Ceija Stojka, a Roma (Gypsy) Holocaust survivor, writer and self-taught artist, has died aged 79.
Through her writing and artwork, Stojka raised international awareness of the plight of Roma people under the Nazis.
Hundreds of thousands of Roma were rounded up and killed during World War II.
Then just a young girl, Stojka was interned in multiple concentration camps and only five members of her extended family of over 200 survived.
“I have survived on paper and pieces of leather when I was hungry,” she later told one interviewer.
“I remember Auschwitz every waking moment of my life.”
The Budapest-based European Roma Cultural Foundation described Stojka as an “outstanding Austrian Romani woman… and a key figure for the history, art and literature of Romani culture in Europe”, reported Reuters news agency.
Death camps
Ceija Stojka – pronounced “Chaya Stoyka” – was a Roma from the Lovari tribe, born in Austria in 1933 – the year Adolf Hitler came to power in Germany.
Her family lived as horse-traders, travelling through Austria before World War II, when they were deported to Nazi concentration camps, along with other Roma, Jews, Poles, homosexuals and political opponents of the Nazis.
Her father and brother were killed in Auschwitz, while she survived with her mother and four remaining siblings.
Only 12 when she was liberated from Bergen-Belsen, she bore the identification number from the concentration camp, tattooed on her arm in blue ink, for the rest of her life.
She returned to Austria with a brother and sister, and lived for many years selling carpets, before taking up painting at the age of 56 – reportedly often using her fingers or toothpicks as her painting implements.
Most of her work depicts the death camps, but there are also idyllic pictures of family life, in their painted wagon before the Holocaust, says the BBC’s Central Europe correspondent Nick Thorpe.

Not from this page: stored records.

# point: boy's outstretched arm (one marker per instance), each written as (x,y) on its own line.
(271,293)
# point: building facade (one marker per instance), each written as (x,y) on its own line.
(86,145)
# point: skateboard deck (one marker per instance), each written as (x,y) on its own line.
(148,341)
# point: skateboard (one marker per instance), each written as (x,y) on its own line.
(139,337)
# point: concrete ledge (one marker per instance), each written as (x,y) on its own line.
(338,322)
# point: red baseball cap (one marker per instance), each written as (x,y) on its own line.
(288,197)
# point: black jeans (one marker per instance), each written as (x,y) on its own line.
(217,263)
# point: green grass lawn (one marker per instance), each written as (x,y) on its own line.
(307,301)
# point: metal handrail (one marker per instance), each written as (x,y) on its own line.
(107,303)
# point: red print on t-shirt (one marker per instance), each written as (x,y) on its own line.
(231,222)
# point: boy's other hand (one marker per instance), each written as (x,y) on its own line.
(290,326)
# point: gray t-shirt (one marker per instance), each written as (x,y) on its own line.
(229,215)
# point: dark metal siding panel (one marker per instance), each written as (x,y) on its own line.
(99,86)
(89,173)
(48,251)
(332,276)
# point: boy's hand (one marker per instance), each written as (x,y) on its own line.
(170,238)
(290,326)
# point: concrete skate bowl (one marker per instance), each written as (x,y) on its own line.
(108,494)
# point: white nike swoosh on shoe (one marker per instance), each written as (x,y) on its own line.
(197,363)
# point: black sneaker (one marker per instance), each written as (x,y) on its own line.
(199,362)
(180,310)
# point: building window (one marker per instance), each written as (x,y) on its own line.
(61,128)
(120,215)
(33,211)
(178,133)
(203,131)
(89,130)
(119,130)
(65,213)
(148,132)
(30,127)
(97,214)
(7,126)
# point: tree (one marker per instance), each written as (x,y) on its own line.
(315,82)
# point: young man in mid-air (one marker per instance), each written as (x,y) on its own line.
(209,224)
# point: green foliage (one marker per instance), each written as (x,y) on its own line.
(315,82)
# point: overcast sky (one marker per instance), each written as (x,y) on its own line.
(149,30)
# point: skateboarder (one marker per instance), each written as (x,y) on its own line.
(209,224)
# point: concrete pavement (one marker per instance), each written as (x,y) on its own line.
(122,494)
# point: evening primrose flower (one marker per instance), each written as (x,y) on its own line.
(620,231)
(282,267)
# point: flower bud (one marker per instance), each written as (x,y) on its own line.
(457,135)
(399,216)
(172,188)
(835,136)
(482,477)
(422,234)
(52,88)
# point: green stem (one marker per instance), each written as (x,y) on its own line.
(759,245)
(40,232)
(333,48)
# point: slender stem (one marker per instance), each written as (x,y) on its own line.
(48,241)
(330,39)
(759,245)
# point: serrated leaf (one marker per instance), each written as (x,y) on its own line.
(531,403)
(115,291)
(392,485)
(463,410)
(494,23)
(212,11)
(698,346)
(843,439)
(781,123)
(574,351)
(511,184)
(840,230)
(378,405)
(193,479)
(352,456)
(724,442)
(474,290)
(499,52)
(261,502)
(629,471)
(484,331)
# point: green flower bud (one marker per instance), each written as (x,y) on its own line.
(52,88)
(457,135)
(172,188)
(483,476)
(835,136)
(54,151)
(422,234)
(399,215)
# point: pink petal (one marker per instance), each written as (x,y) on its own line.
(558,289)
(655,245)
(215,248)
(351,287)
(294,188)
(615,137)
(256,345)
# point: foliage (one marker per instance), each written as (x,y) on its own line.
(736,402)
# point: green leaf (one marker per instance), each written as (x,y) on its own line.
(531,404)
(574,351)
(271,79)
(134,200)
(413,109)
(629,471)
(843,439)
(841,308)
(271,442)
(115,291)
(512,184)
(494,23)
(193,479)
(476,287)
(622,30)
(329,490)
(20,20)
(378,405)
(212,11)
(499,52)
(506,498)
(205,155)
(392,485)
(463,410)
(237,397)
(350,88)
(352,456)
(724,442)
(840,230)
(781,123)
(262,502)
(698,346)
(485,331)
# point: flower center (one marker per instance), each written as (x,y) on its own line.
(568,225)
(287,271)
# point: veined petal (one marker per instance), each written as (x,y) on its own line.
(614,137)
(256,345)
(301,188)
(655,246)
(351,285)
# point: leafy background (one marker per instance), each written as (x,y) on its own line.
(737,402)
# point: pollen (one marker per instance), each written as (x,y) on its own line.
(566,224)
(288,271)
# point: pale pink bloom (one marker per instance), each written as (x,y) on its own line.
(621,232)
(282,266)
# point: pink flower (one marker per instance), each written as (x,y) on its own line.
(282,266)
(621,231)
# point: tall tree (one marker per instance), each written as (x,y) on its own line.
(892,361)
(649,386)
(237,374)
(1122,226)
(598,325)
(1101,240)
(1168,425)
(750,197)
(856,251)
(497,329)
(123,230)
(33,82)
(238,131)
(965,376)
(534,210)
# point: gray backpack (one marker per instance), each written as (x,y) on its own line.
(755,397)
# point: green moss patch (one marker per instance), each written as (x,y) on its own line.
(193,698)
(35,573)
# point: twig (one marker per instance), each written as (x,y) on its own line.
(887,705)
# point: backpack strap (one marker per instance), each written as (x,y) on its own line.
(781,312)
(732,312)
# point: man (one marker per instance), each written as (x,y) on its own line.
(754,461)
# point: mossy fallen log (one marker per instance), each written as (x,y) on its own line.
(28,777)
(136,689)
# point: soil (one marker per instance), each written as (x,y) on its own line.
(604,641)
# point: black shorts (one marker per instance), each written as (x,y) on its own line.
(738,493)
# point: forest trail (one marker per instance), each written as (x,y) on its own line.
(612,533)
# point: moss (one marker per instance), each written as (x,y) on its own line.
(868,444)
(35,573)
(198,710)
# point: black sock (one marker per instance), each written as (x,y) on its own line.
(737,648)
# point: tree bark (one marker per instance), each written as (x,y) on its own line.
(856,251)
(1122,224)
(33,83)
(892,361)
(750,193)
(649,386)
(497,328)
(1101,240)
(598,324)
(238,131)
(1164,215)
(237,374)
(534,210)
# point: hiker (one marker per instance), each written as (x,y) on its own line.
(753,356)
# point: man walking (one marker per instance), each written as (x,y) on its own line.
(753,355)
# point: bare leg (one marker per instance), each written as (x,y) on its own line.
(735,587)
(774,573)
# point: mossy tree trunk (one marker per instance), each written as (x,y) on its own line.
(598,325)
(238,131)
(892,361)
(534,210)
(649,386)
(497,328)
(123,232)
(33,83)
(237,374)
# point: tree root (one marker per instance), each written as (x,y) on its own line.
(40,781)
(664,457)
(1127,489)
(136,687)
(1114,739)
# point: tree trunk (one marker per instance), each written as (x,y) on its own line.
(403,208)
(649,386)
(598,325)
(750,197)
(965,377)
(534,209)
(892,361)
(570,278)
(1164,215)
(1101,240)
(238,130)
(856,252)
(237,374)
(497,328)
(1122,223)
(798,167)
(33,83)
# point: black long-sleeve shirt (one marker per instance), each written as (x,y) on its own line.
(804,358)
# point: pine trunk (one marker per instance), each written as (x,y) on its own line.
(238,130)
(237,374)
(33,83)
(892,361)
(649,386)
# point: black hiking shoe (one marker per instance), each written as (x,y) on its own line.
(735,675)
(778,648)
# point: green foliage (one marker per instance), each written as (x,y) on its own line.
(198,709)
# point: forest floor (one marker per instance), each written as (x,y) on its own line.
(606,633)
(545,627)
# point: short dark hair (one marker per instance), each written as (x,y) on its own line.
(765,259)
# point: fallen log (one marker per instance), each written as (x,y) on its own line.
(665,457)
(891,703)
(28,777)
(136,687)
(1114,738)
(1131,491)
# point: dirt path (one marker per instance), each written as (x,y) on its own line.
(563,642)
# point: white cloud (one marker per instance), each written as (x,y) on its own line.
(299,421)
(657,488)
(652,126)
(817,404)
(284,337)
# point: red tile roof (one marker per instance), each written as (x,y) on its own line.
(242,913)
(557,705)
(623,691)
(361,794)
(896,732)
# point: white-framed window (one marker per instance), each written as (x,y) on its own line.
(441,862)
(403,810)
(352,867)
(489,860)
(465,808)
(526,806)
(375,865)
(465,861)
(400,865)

Her 1988 autobiography, We Live in Seclusion, and a film made about her, drew international attention to the plight of the Roma in the past and present, our correspondent adds.
She will feature heavily in a film documentary, Forget Us Not, set for release later this year, which follows the stories of some of the five million non-Jewish victims of the Holocaust.
“I reached for the pen because I had to open myself, to scream,” the activist said at an exhibition in Vienna’s Jewish Museum in 2004.
Europe’s Roma population of up to 12 million still faces widespread discrimination today, rights groups say.